QIP is one of the most preferred fund-raising routes for companies due to the relatively easy processes. Listed Companies had raised about ₹51,216 Crore and ₹10,489 Crore through QIPs in FY20 and F19 respectively, according to Delhi- based Prime Database.
SEBI had already relaxed some rules based around fund-raising, this year. In March, it proposed to relax the requirement of the mandatory six-month gap between two successive QIP issues, following requests from companies seeking a waiver on the requirement of a cooling off period between two successive issues. “Wherever possible SEBI has been giving relaxations and is looking at ways to make it easier for companies to raise funds from the market,” said a person familiar with the development.

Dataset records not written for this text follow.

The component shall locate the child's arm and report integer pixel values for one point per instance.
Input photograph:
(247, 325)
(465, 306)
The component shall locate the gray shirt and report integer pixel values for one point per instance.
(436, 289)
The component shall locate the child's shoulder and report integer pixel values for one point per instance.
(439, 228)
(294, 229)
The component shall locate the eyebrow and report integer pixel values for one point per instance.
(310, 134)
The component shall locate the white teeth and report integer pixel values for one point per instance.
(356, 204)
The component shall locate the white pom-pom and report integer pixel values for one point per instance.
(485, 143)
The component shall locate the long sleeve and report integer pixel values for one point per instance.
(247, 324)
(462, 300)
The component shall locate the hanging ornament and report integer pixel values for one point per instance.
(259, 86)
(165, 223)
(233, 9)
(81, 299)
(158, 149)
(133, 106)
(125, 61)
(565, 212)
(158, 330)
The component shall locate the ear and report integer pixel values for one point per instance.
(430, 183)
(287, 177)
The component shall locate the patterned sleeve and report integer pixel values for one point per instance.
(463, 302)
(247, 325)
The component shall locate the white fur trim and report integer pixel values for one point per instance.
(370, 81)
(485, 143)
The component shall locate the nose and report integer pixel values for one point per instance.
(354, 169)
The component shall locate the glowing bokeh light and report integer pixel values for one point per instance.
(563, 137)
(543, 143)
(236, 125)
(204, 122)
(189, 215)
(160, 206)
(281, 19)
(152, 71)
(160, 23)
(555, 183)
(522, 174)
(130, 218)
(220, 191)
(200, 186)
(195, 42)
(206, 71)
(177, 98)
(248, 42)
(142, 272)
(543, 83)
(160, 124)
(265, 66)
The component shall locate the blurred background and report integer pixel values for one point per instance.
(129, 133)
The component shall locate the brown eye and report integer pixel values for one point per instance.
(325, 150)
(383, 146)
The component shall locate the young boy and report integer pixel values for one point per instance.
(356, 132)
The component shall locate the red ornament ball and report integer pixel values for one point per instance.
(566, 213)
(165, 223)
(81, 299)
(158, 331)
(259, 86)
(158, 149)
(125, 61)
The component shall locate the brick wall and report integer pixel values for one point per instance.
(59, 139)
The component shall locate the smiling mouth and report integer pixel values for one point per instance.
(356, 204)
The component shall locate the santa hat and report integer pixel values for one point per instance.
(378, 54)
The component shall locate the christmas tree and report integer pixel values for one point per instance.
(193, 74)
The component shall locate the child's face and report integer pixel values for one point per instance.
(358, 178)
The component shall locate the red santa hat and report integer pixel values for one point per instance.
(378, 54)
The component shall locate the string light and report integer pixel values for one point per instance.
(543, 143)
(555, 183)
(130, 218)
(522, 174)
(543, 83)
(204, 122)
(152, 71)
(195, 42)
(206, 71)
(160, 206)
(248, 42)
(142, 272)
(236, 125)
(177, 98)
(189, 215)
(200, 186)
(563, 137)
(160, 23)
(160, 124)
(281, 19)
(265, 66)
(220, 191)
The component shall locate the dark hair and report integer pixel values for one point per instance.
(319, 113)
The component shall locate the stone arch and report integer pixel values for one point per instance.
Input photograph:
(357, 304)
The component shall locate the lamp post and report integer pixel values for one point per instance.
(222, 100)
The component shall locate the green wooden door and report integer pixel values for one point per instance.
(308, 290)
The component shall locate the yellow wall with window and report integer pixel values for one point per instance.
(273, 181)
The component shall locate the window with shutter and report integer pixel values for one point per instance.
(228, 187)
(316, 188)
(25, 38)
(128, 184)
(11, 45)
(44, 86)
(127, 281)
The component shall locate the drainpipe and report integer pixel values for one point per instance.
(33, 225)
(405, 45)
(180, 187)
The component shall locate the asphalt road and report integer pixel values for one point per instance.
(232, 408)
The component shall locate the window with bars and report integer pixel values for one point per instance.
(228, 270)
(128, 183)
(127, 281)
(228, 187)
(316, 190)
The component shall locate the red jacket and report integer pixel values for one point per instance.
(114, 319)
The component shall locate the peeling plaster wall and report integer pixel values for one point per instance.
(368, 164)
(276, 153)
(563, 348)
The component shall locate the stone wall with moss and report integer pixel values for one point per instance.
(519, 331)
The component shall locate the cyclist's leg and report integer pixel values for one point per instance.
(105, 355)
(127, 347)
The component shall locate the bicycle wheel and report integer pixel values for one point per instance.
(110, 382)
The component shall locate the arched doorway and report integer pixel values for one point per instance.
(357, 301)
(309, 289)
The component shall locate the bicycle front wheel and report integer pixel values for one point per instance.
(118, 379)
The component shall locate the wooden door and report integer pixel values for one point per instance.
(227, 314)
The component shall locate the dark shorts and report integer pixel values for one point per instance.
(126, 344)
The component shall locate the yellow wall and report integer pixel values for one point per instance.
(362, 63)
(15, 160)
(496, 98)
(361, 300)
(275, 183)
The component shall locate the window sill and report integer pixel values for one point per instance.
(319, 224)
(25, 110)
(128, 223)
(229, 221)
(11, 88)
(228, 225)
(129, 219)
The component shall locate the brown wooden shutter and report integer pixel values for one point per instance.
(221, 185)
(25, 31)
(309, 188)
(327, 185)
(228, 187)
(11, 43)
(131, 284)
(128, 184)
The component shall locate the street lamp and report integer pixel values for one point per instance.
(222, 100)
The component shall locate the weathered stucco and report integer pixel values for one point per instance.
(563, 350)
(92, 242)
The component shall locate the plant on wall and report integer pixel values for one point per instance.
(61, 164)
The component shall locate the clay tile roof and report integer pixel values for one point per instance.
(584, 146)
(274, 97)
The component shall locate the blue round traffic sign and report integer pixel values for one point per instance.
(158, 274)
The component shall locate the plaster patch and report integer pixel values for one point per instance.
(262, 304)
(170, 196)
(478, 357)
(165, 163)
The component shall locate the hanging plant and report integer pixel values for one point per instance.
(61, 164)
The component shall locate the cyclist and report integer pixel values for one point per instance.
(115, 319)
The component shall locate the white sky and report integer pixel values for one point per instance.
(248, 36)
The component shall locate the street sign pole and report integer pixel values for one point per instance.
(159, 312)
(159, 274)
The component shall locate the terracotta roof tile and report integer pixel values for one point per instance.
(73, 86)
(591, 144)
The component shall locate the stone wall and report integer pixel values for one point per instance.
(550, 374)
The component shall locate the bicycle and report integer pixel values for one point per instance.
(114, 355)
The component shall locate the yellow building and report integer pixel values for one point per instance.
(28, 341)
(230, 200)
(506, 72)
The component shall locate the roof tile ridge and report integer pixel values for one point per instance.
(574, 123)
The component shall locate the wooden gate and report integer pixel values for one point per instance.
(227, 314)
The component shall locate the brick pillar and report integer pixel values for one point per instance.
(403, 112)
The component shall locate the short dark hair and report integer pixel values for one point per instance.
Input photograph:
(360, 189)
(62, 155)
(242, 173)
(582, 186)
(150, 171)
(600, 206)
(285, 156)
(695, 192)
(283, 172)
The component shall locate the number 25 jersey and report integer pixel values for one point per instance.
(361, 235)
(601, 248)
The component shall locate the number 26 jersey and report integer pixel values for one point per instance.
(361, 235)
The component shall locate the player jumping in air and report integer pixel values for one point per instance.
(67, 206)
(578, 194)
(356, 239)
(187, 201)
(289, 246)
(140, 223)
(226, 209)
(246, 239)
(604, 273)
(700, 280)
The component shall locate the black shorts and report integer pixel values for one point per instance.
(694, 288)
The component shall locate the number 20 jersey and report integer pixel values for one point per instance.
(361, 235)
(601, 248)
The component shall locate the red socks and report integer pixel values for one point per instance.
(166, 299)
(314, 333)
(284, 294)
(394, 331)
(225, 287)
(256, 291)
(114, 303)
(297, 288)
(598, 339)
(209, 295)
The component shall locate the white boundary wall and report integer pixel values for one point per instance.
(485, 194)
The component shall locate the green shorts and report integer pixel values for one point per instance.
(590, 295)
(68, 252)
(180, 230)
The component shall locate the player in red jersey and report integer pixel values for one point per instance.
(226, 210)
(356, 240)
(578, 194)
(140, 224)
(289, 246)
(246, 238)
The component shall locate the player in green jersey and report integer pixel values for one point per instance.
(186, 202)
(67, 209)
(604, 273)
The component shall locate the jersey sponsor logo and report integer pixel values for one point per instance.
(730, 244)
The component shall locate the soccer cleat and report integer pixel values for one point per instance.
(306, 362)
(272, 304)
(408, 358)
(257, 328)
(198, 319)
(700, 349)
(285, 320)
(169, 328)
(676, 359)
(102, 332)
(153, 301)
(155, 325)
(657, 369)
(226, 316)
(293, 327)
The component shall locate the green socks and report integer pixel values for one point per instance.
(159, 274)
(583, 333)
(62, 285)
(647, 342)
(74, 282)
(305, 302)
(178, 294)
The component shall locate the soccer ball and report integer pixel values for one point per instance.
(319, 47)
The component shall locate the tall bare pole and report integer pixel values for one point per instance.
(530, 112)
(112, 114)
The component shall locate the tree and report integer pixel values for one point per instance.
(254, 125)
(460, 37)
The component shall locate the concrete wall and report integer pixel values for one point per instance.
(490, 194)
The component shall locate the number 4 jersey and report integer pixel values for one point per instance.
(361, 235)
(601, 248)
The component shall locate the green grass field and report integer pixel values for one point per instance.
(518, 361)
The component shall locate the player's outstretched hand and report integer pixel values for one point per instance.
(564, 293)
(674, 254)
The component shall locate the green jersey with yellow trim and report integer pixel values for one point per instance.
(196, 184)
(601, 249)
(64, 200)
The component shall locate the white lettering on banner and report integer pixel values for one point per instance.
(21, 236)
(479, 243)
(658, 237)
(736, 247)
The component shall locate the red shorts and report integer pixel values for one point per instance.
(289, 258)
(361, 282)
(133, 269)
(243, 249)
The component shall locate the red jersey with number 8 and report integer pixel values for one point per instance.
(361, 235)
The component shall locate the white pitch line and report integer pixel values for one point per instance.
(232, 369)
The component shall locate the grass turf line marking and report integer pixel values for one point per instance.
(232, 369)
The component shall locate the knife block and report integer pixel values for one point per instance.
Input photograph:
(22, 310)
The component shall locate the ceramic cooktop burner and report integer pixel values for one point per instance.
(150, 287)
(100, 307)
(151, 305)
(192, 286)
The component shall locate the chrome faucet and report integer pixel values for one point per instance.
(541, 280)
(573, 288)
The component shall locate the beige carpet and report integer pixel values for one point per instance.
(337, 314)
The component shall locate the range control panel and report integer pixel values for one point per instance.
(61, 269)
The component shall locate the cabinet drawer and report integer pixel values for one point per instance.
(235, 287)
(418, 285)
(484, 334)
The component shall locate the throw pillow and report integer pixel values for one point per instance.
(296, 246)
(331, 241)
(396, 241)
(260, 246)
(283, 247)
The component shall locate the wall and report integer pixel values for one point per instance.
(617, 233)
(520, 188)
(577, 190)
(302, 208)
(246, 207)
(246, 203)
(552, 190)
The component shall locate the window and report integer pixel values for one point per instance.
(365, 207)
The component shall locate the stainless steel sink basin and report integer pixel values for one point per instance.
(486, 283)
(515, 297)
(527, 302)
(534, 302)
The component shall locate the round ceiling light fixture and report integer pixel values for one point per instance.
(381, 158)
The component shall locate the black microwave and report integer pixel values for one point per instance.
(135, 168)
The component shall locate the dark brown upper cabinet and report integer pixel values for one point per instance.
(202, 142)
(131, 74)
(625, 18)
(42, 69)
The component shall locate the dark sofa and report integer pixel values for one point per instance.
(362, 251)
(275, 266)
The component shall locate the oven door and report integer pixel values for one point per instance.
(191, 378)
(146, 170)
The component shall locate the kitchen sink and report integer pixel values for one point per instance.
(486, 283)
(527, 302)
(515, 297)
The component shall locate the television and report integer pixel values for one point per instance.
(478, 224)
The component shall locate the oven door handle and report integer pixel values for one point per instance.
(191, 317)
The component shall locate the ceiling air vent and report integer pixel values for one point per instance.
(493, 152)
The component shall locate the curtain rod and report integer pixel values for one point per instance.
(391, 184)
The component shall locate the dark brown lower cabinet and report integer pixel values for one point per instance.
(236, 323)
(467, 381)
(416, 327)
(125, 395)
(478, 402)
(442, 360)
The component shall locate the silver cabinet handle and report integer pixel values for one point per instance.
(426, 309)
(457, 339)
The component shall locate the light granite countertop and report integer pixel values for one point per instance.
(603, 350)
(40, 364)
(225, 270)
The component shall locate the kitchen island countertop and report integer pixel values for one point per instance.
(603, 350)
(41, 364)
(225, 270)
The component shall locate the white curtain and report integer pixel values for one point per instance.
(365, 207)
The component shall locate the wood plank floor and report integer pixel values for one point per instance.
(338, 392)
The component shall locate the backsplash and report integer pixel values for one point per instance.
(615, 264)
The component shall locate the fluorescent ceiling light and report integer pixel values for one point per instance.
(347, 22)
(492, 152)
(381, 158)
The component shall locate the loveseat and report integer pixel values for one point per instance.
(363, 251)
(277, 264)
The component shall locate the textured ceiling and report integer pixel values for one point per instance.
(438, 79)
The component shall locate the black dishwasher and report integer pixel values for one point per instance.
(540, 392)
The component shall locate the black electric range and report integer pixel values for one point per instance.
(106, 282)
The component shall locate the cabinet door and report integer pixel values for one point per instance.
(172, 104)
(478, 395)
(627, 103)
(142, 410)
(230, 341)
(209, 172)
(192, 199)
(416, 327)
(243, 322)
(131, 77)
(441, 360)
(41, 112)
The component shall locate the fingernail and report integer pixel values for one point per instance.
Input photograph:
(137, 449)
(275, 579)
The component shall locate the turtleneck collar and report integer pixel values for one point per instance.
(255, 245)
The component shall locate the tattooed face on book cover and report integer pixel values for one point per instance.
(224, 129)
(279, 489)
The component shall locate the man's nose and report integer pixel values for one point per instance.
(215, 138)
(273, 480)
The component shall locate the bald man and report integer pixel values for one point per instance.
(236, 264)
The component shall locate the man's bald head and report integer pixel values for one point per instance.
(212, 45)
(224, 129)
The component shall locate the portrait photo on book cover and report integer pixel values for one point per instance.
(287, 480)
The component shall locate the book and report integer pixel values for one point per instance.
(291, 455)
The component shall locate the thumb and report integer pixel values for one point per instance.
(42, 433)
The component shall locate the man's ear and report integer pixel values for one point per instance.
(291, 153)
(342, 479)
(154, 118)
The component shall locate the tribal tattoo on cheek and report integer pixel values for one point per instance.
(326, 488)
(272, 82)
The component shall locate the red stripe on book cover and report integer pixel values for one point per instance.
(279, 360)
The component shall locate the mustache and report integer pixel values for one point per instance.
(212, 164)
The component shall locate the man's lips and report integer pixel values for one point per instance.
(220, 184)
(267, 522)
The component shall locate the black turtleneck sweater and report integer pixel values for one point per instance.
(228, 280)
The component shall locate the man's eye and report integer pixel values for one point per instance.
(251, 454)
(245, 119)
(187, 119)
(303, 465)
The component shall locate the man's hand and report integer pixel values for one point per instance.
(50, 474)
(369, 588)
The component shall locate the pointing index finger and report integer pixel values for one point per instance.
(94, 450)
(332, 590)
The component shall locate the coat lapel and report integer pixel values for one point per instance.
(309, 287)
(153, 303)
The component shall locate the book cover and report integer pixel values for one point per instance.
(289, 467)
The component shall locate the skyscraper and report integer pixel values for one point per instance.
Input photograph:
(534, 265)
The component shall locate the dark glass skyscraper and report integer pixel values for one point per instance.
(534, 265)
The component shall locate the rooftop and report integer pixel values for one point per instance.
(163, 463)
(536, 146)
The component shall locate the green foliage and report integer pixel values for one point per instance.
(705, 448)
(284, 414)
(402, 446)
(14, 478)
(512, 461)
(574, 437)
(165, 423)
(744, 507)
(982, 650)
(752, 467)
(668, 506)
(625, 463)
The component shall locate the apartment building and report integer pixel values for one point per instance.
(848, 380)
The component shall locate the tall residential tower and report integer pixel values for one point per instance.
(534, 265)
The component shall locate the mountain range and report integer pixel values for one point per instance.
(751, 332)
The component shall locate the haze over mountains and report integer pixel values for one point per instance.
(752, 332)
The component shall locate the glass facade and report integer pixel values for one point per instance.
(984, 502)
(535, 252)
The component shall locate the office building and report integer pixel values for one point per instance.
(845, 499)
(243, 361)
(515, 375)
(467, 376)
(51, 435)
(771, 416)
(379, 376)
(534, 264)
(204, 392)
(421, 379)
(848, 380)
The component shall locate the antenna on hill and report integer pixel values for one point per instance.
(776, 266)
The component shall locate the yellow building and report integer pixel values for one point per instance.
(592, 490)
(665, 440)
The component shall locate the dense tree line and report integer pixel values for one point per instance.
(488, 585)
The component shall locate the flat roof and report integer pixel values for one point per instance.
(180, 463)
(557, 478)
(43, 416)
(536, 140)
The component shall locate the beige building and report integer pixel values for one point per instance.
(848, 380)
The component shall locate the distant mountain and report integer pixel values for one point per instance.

However, investment bankers are opining that the only plausible way to help companies raise money with the share prices, tanked since February 19, is lower floor prices in QIP issues. “It is worth considering changes in QIP norms to improve access to equity capital. Raising the discount on floor price from 5% to 10% would provide more flexibility to companies to raise risk capital in an increasingly volatile and risk averse market environment. While this may lead to higher dilution, the capital may be crucial for survival and sustaining business operations,” said Mehul Savla, partner at Ripplewave Equity Advisors.
Industry insiders are speculating that SEBI could have rejected the plan over concerns of misuse as well, but bankers say that there is little scope for wrongdoing. “Promoters are not allowed to participate in QIPs, so the dilution impacts all shareholders including promoters and public shareholders, thereby creating a natural check on the size and pricing of a QIP. Retail participation in QIPs comes indirectly as mutual funds, insurance companies are playing a bigger role in such transactions,” Savla explained.